The main part is in _run_prompts. Having a list of prompts and models, I set up the entire TUI (well, just progress bars), and then call the proper APIs, check the answer and record it:

def _run_prompts(
    prompts: Collection[click.File],
    models: Collection[llm.Model],
    rounds: int,
) -> None:
    """Runs all prompts on all models."""
    now = datetime.datetime.today()
    root_folder = pathlib.Path(now.strftime("%y%m%d-%H%M%S"))
    num_model_runs = len(models) * rounds
    num_tasks = len(prompts) * num_model_runs
    with rich_progress.Progress(
        rich_progress.TextColumn("{task.description}"),
        rich_progress.TaskProgressColumn(),
        rich_progress.BarColumn(None),
        rich_progress.MofNCompleteColumn(),
        rich_progress.TextColumn("•"),
        rich_progress.TimeElapsedColumn(),
        rich_progress.TextColumn("/"),
        rich_progress.TimeRemainingColumn(),
    ) as pbar:
        total_task = pbar.add_task("Total run progress", total=num_tasks)
        prompt_task = pbar.add_task("placeholder", total=num_model_runs)
        model_task = pbar.add_task("placeholder", total=rounds)
        score_task = pbar.add_task("Model score on task", total=rounds)
        for prompt in prompts:
            prompt_name = _canonicalize(prompt.name)
            prompt_folder = root_folder / prompt_name
            pbar.reset(prompt_task, description=prompt_name)
            prompt_text, expected_answer = _read_prompt(prompt)
            for model in models:
                model_name = _canonicalize(model.model_id)
                model_folder = prompt_folder / model_name
                model_folder.mkdir(parents=True)
                pbar.reset(model_task, description=model_name)
                pbar.reset(score_task)
                correct = 0
                pbar.reset(score_task)
                for i in range(rounds):
                    out = model_folder / f"{i}"
                    if _get_answer(prompt_text, expected_answer, model, out):
                        correct += 1
                        pbar.update(score_task, advance=1)
                    pbar.update(model_task, advance=1)
                    pbar.update(prompt_task, advance=1)
                    pbar.update(total_task, advance=1)
                _logger.info(
                    f"{correct}/{rounds} for {model_name} on {prompt_name}"
                )
                (model_folder / "score").write_text(f"{correct}\n")

The TUI logs the score for each model, so it is easy for me to collect the performance metrics. I also store the score in a simple score file, to make it easier to merge results from completed runs.

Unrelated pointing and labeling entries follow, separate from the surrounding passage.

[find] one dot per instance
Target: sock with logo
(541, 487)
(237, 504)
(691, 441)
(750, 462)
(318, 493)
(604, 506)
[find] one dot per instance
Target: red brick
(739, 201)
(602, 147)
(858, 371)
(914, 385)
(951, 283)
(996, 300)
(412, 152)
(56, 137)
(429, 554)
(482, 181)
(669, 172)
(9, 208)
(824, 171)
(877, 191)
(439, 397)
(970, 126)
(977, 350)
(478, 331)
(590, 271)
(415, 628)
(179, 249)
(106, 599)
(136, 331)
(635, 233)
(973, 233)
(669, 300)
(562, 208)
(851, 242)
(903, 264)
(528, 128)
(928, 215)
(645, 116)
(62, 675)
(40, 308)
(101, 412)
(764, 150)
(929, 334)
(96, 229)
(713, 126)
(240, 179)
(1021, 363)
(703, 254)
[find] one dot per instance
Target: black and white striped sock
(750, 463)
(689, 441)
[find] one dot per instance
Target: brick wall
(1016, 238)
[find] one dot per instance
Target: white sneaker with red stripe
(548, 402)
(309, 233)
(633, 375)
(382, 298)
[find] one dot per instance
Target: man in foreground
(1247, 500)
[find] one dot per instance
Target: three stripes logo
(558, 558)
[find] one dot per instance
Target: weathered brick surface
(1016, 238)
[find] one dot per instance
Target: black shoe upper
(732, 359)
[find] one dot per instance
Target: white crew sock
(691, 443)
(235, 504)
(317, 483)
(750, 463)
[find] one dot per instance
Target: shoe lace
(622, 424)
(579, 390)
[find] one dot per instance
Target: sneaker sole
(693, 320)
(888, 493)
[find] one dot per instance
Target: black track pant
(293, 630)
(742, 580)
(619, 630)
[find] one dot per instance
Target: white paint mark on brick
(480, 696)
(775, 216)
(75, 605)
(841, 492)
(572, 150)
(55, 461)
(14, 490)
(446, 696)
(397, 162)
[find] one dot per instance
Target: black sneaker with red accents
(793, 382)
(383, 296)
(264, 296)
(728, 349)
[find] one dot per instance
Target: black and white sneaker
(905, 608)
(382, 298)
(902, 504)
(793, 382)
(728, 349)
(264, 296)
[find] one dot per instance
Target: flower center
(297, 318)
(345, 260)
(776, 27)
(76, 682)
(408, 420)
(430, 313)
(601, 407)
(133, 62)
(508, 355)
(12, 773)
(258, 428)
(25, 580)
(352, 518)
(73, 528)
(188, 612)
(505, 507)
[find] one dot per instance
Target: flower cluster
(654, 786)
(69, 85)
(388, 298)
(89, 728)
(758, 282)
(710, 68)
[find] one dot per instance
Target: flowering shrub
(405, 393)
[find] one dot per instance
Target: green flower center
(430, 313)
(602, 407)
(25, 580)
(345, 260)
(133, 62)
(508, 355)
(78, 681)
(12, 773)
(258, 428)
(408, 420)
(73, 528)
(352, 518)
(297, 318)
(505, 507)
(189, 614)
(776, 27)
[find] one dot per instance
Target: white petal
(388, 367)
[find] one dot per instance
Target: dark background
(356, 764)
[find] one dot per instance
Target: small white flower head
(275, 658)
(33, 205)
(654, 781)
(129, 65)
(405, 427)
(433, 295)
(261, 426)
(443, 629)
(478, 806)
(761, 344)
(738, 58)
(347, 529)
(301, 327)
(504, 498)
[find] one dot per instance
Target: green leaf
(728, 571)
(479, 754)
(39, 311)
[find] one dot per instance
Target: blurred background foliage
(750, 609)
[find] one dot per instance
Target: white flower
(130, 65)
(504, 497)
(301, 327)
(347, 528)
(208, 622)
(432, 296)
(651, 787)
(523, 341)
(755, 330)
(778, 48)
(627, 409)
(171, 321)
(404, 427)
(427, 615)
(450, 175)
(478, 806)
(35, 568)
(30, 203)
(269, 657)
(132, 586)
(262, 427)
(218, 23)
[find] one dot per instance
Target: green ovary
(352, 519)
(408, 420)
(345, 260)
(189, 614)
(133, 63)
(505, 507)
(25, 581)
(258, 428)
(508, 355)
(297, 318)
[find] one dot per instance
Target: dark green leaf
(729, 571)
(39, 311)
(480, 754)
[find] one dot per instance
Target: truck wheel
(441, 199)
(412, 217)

The prompts are stored in two separate files, such that the last line contains the answer. That is, this is the prompt for the square grid problem

The natural numbers are written on a spiral laid out on a square grid:

... 5 4 3 ...
... 6 1 2 ...
... 7 8 9 ...

What is the sum of all 8 neighbors of the number 2026?
16408

And this is the prompt for the hexagonal grid problem:

The natural numbers are written on a spiral laid out on a hexagonal grid:

... 14 4 3 10 ...
.. 15 5 1 2 9 ...
... 16 6 7 8 ...

What is the sum of all 6 neighbors of the number 2026?
12168

I then need a helper that reads these files, extracts the correct prompt and the answer as two separate variables:

def _read_prompt(prompt: click.File) -> Tuple[str, int]:
    """Parses a prompt file, extracting the prompt and the answer."""
    lines = [l.rstrip() for l in prompt.readlines()]
    return "\n".join(lines[:-1]), int(lines[-1])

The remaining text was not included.